We should reformat the policy information to group together repetition of policies.

Ideally providing the one universal policy across all contexts. Or providing the contexts in brackets when there are multiple policies.

In [None]:
# Reformat the policies
def format_policies(policy_list):

  formatted_policy_list = []

  for info in policy_list:
    # Flip the dictionaries so policies have grouped contexts
    unique_values = {}
    for key, value in info.items():
      if value in unique_values.keys():
        unique_values[value].append(key)
      else:
        unique_values[value] = [key]

    if len(unique_values) == 1:
      # Add single universal policy
      formatted_policy_list.append(list(unique_values.keys())[0])
    else:
      # Add policies with context in curved brackets
      combined_info = ''
      for key, value in unique_values.items():
        combined_info += f'{key} ({", ".join(value)}), '
      formatted_policy_list.append(combined_info[:-2]) # Remove the last ', '

  return formatted_policy_list

In [None]:
# Format policy lists
formatted_public_buyer_policies_all_countries = format_policies(public_buyer_policies_all_countries)
formatted_private_buyer_policies_all_countries = format_policies(private_buyer_policies_all_countries)
formatted_bank_policies_all_countries = format_policies(bank_policies_all_countries)

In [None]:
# Add formatted policy lists to dataframe
df['EIFOs_cover_policy(Public_Buyer)'] = formatted_public_buyer_policies_all_countries
df['EIFOs_cover_policy(Private_Buyer)'] = formatted_private_buyer_policies_all_countries
df['EIFOs_cover_policy (Bank)'] = formatted_bank_policies_all_countries

In [None]:
# Check dataframe
df.head(10)

Unnamed: 0,Country_Name,Country_Risk_Classification,EIFOs_cover_policy(Public_Buyer),EIFOs_cover_policy(Private_Buyer),EIFOs_cover_policy (Bank)
0,afghanistan,7,Off cover.
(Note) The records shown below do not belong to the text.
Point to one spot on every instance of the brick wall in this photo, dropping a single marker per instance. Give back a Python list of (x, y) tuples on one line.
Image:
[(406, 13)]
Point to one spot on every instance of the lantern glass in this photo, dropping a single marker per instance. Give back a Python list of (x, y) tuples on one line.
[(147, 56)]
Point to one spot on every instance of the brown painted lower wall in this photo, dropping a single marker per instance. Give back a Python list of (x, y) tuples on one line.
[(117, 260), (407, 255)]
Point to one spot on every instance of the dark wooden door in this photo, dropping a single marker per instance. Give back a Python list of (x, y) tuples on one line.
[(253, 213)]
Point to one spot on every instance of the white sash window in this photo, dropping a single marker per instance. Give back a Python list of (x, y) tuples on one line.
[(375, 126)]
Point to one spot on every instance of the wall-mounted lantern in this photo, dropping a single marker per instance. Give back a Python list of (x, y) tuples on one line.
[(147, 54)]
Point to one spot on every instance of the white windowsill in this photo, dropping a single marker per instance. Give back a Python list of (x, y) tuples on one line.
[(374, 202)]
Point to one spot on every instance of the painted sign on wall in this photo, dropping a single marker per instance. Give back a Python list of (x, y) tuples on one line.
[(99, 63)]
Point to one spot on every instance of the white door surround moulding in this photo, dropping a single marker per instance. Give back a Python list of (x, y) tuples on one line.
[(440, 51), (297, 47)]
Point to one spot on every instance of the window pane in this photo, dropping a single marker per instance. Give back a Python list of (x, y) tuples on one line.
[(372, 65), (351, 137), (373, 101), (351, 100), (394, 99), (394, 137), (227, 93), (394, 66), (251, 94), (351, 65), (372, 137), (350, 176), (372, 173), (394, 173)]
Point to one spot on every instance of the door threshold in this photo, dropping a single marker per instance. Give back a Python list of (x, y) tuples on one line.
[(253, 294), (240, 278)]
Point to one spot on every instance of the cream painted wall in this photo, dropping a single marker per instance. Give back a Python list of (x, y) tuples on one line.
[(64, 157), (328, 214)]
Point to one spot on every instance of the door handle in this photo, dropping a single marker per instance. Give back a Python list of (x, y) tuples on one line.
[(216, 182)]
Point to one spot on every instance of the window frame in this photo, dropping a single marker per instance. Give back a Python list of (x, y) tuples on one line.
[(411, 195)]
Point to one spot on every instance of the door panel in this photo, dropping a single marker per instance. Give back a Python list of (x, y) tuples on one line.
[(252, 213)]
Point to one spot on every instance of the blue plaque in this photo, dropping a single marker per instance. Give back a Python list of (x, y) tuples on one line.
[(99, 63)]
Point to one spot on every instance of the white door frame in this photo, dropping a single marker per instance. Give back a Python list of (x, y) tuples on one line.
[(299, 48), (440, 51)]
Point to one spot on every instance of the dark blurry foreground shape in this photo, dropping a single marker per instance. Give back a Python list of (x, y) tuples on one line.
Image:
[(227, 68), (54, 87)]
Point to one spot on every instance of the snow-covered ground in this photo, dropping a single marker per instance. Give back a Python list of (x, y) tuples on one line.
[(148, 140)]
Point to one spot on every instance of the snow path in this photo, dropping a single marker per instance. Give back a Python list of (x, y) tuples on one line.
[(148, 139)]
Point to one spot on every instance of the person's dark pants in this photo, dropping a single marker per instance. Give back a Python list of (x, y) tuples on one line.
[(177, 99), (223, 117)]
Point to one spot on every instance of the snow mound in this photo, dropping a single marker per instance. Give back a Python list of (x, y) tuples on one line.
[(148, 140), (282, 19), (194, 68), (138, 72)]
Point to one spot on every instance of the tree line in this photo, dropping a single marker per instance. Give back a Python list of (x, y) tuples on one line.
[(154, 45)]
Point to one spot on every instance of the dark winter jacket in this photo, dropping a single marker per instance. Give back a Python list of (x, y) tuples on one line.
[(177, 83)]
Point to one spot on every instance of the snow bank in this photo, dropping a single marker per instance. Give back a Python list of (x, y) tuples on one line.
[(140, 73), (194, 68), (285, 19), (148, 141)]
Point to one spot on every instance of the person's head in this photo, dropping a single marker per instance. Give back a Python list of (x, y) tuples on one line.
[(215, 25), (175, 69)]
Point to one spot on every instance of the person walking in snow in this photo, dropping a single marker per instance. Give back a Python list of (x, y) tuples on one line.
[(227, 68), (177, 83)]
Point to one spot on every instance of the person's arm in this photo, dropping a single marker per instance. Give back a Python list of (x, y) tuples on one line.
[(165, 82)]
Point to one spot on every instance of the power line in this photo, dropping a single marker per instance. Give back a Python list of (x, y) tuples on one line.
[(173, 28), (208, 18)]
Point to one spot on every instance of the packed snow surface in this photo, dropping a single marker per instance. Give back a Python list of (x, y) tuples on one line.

EIFO provides no guarantee cover fo...,EIFO does not provide cover for private buyers...,EIFO does not cover risks on banks in the coun...
1,albania,5,EIFO accepts guarantees from the Ministry of F...,EIFO accepts all creditworthy buyers. (Guarant...,EIFO only accepts the most solid banks.
2,algeria,5,EIFO accepts guarantees from the Ministry of F...,EIFO is open for private buyers with certain r...,EIFO accepts creditworthy banks.
3,andorra,0,EIFO accepts guarantees from the Ministry of F...,EIFO accepts all creditworthy buyers.,EIFO accepts creditworthy banks.
4,angola,6,EIFO accepts guarantees from the Ministry of F...,EIFO is open to creditworthy buyers for transa...,EIFO is open to creditworthy banks for transac...
5,antigua and barbuda,7,Not considered – contact EIFO.,Not considered – contact EIFO.,Not considered – contact EIFO.
6,argentina,7,Usually off cover - contact EIFO.,Usually off cover - contact EIFO.,Usually off cover - contact EIFO. (Guarantees ...
7,armenia,6,Cover of public sector buyers is subject to so...,EIFO accepts all creditworthy buyers. (Guarant...,EIFO accepts creditworthy banks.
8,aruba,5,EIFO accepts guarantees from the Ministry of F...,EIFO accepts all creditworthy buyers.,EIFO accepts creditworthy banks.
9,australia,0,EIFO accepts guarantees from the Ministry of F...,EIFO accepts all creditworthy buyers.,EIFO accepts creditworthy banks.


## 4. Export data to xlsm

In [None]:
# Export data to xlsm
df.to_excel('Final.xlsm', sheet_name='Output', index=False)